De HEERE wil echter dat iedereen tot bekering komt (2 Petr. 3:9). Wij als gelovigen zijn echter van nature niet beter, Titus 3:3: ‘’ Want ook wij waren eertijds onwijs, ongehoorzaam, dwalende, menigerlei begeerlijkheden en wellusten dienende, in boosheid en nijdigheid levende, hatelijk zijnde, [en] elkander hatende.’’

'Werk aan de winkel'

Als het goed is hebben wij werk gemaakt van de opdracht in Fil. 2:5: ‘’ Laat daarom dat gevoelen/ die gezindheid in u zijn die ook in Messias Yeshua was’’. In de grondtekst staat hier voor gevoelen/gezindheid ‘froneo’, hetwelk betekent van gelijke geest/denken zijn, gedachten trainen.

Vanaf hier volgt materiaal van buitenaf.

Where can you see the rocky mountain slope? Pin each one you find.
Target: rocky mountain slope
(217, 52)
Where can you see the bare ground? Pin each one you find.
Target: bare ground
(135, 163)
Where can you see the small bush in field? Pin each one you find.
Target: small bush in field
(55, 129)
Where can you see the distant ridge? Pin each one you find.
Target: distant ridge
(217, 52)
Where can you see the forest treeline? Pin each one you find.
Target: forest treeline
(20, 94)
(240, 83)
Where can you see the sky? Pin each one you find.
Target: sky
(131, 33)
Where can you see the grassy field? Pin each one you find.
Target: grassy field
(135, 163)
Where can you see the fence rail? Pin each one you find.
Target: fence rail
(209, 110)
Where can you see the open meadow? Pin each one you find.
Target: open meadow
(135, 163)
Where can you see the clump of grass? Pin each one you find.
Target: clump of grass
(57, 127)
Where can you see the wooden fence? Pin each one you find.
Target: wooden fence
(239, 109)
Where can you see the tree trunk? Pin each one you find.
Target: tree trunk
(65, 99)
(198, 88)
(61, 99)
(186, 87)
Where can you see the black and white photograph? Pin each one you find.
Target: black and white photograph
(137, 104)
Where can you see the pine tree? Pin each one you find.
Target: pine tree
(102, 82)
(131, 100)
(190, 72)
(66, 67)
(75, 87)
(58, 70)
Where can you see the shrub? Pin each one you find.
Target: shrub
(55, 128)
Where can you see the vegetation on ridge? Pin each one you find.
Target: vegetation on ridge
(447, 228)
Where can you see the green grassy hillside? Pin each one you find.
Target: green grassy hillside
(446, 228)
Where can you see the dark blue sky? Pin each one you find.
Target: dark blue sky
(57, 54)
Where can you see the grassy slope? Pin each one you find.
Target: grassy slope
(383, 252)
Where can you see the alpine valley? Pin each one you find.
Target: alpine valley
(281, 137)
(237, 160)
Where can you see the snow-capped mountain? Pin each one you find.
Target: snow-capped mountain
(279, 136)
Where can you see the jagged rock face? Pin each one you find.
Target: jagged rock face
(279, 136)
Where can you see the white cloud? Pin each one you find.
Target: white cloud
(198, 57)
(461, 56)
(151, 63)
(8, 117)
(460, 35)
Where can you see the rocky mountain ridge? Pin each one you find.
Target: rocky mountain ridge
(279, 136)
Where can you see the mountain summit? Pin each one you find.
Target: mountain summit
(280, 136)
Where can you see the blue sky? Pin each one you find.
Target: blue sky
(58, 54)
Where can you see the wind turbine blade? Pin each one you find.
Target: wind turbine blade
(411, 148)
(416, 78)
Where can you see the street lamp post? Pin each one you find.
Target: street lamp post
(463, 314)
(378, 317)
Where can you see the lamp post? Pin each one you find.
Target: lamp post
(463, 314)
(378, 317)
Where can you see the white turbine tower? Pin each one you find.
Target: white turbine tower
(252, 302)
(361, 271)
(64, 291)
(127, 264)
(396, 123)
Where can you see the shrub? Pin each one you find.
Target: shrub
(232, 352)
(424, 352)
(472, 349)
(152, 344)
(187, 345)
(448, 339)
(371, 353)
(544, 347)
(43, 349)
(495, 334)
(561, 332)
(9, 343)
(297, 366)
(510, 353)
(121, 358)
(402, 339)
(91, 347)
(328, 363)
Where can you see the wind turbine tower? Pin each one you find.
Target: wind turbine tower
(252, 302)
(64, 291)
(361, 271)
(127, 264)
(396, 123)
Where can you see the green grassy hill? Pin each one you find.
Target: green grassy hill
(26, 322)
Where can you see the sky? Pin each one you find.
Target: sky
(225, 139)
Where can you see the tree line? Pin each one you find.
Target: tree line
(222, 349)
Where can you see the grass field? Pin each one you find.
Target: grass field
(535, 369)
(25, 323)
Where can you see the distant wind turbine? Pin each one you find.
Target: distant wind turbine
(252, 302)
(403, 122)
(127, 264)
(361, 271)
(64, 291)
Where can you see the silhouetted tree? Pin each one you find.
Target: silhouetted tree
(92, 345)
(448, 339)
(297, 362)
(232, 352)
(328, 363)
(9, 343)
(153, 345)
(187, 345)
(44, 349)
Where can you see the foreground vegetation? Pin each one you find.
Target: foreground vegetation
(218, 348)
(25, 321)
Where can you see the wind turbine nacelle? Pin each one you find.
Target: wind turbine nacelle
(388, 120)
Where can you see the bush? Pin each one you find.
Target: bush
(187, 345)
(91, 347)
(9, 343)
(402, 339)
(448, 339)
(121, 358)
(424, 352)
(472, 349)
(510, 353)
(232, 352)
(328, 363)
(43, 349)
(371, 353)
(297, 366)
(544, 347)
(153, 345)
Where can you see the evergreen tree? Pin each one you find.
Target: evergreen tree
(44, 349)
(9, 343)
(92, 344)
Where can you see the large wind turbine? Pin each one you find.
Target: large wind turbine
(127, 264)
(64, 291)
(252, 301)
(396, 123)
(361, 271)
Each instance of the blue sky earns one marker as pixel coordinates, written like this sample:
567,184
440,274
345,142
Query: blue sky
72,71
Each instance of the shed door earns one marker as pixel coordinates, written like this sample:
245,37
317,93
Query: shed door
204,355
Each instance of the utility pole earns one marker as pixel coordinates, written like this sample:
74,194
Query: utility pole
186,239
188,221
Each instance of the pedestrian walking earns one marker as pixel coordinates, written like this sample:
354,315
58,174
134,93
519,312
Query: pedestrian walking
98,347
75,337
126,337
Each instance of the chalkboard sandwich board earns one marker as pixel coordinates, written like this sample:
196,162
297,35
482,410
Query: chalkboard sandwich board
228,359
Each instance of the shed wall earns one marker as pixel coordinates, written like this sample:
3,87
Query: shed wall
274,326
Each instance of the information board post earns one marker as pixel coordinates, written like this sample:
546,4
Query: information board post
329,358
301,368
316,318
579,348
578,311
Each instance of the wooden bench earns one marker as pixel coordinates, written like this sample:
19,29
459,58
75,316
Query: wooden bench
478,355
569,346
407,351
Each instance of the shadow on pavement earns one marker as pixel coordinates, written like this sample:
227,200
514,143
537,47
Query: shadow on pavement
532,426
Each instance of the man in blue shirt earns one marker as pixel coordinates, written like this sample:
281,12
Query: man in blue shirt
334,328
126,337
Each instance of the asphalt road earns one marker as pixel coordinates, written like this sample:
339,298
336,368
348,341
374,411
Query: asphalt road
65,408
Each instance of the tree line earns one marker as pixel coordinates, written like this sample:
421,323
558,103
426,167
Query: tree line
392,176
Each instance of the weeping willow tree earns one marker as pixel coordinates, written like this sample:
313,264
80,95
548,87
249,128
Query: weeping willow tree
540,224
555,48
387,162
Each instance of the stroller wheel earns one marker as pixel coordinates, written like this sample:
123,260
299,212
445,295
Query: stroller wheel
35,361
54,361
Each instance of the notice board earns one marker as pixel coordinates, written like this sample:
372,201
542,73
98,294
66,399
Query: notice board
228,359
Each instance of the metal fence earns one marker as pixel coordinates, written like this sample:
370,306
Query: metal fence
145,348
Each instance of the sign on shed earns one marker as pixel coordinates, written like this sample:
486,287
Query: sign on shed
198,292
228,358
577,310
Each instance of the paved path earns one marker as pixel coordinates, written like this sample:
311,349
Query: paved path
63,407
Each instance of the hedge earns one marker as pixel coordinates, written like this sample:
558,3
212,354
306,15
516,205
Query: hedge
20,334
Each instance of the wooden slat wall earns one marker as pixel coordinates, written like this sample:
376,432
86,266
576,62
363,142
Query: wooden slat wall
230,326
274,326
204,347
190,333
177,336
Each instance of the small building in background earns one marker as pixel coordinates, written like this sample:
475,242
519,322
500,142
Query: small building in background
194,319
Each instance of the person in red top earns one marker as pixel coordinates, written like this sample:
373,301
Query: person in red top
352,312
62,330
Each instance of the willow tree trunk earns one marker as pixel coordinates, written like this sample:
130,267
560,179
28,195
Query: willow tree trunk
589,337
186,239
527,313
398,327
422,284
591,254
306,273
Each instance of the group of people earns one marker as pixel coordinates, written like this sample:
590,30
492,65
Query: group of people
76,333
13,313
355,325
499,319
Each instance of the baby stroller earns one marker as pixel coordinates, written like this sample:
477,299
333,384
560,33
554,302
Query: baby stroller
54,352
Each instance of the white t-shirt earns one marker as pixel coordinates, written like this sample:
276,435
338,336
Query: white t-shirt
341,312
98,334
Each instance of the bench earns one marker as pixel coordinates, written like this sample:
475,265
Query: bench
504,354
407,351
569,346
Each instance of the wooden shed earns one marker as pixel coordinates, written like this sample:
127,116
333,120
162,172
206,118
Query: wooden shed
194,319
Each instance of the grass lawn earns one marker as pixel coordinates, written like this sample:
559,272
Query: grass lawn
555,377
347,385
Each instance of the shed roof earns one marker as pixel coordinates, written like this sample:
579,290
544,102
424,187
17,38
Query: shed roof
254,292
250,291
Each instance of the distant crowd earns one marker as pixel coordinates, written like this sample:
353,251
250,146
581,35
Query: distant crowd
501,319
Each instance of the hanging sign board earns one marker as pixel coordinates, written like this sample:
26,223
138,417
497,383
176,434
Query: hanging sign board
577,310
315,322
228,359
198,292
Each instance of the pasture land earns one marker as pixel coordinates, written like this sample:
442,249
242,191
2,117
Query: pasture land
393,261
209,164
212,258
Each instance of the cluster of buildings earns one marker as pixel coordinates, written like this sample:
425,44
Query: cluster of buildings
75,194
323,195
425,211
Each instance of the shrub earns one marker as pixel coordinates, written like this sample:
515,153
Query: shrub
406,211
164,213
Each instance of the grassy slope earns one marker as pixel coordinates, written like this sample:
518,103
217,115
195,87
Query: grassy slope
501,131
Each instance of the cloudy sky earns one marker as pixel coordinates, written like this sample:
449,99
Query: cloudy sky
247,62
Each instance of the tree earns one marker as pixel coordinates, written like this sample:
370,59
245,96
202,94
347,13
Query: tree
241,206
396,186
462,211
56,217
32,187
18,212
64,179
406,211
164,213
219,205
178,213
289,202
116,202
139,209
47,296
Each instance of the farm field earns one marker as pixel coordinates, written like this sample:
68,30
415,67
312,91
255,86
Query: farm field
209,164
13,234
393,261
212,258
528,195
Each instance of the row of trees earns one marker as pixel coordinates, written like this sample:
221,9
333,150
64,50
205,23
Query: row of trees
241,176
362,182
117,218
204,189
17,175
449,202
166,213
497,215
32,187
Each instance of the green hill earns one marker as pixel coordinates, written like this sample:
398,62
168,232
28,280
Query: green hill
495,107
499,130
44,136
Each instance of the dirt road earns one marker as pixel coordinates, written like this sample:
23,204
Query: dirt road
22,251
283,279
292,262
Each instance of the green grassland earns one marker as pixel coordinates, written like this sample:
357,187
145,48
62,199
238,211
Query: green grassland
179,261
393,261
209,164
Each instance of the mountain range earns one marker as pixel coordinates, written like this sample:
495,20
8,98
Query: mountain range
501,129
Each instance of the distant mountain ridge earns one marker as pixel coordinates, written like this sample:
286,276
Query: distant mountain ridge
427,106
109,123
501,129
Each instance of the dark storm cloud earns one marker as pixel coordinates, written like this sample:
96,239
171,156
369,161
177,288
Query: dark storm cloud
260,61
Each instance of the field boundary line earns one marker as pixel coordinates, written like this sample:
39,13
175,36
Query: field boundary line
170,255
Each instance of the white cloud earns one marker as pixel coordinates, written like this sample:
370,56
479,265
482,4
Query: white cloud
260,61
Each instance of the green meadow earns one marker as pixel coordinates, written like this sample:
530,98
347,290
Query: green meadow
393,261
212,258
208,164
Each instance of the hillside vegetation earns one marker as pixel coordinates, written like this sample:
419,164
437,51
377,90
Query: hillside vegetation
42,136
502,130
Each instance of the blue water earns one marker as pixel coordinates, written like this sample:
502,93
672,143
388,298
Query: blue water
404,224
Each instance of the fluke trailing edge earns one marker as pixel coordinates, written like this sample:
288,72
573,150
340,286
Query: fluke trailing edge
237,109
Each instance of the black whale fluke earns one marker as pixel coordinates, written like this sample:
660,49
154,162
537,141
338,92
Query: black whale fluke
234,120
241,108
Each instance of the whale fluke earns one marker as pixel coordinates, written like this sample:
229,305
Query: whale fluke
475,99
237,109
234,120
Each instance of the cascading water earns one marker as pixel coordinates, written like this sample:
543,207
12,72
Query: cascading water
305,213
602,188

We moeten dus de gedachtepatronen, mindset van Yeshua in ons laten zijn. We moeten in Hem blijven zoals 1 Joh. 2:6 zegt. Dus werk aan de winkel. Wat dat inhoudt komen we straks op terug.

Eerst even verder met 2 Petrus 3. Want in vers 10 en 11 lezen we iets over wat in de nabije toekomst staat te wachten.

‘’Maar de dag des Heeren zal komen als een dief in den nacht, in welken de hemelen met een gedruis zullen voorbijgaan, en de elementen branden zullen en vergaan, en de aarde en de werken, die daarin zijn, zullen verbranden. Dewijl dan deze dingen alle vergaan, hoedanigen behoort gij te zijn in heiligen wandel en godzaligheid!’’

De werken zullen verbanden. Waarop heeft u gebouwd? Dit deed mij denken aan 1 Kor. 3: 9, 13 en 16: Want wij zijn Gods medearbeiders; Gods akkerwerk, Gods gebouw zijt gij. Eens iegelijks werk zal openbaar worden; want de dag zal het verklaren, dewijl het door vuur ontdekt wordt; en hoedanig eens iegelijks werk is, zal het vuur beproeven. Weet gij niet, dat gij Gods tempel zijt, en de Geest Gods in ulieden woont?

Onze werken worden door het vuur beproefd. In hetzelfde hoofdstuk staat ook de verklaring (v 11, 14): ‘’ Want niemand kan een ander fondament leggen, dan hetgeen gelegd is, hetwelk is Yeshua Messias. Zo iemands werk blijft, dat hij dáárop gebouwd heeft, die zal loon ontvangen.’’

We moeten dus onze werken bouwen op Yeshua, Hij is ons fundament. Dan moeten we dus wel weten wie Hij is. Hier komt weer die tekst uit Fil. 2:5 om de hoek. Ik zei al dat ik er op terug kom, maar dat moet toch nog heel even wachten, want er valt nog meer te zeggen over de parasjatekst uit 2 Petrus 3:11: ‘’ Dewijl dan deze dingen alle vergaan, hoedanigen behoort gij te zijn in heiligen wandel en godzaligheid!’’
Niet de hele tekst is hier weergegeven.